Ask HN: How to find a viable business idea? - jessmc
======
carlotapia
Start with the problem you are going to solve:

What is the problem?

Who experiences this problem and how often do they experience it?

Is the problem painful enough that people will pay for it?

How many of those people are able to pay, and how much are they willing to
pay?

How are they currently solving this problem?

How much will it cost you to solve this problem? What is the potential revenue
opportunity?

Example of a viable, stable business - locksmithing:

What is the problem? People get locked out of their homes, businesses, and
cars.

Who experiences this problem and how often do they experience it? Most adults
that own a home, business, or car will experience this once every six months
or year.

Is this problem painful enough that people will pay for it? Yes.

How many of those people are able to pay, and how much are they willing to
pay? Most working adults are able and willing to pay $100 to get into their
home or car, especially if they are in a rush.

How are they currently solving this problem? Spare keys, friends and family
with keys, AAA / tow companies, etc.

How much will it cost you to solve this problem? What is the potential revenue
opportunity? Basic home locksmithing tools, certification, uniforms,
insurance, business license, local advertising may cost a few thousand
dollars, so breakeven might be 3-6 months.

------
crsv
There's a bunch of ambiguity encoded in to the term "viable" here. The number
of viable businesses is almost infinite.
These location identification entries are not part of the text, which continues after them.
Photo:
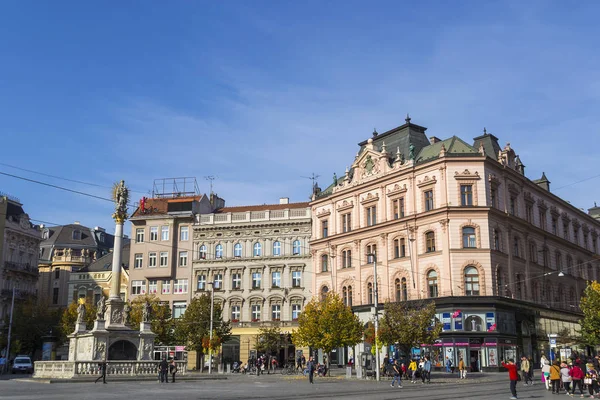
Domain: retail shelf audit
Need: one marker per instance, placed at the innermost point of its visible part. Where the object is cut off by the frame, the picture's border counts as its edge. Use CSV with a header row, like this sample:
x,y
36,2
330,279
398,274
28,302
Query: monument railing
x,y
81,369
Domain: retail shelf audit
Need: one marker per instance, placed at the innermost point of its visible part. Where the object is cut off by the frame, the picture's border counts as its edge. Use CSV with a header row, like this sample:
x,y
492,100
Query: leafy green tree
x,y
328,324
193,328
268,339
590,307
408,324
69,318
160,318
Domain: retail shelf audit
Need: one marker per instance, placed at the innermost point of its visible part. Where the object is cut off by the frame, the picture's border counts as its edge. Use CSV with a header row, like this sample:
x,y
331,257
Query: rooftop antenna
x,y
211,179
313,178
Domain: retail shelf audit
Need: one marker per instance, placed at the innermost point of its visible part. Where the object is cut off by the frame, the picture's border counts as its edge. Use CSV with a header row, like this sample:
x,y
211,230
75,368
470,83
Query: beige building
x,y
66,249
19,251
257,260
93,281
504,259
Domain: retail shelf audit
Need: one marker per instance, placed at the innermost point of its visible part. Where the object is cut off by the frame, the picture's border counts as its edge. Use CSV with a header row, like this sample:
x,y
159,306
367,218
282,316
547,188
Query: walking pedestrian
x,y
577,375
102,376
397,374
555,377
311,369
462,369
163,367
513,376
173,369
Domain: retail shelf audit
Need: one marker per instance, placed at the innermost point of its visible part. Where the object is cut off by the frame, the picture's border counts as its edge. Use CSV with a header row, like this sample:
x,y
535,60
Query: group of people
x,y
571,376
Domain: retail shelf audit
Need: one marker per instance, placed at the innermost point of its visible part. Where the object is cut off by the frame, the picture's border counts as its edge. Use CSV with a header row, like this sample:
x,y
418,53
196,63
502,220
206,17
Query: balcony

Maybe think about restructuring the
question with some contexts around that viability in terms of size, area of
focus, type, etc, since this will inform the answer to the question heavily.

------
rdsbrar
Focus all your energy on thinking sales: what can you sell, what're people
looking to buy, distribution, sale cycle, are people actively buying, what
will it take to sell, talk to the potential buyers. Then think who are you
going to displace and how you will differentiate yourself.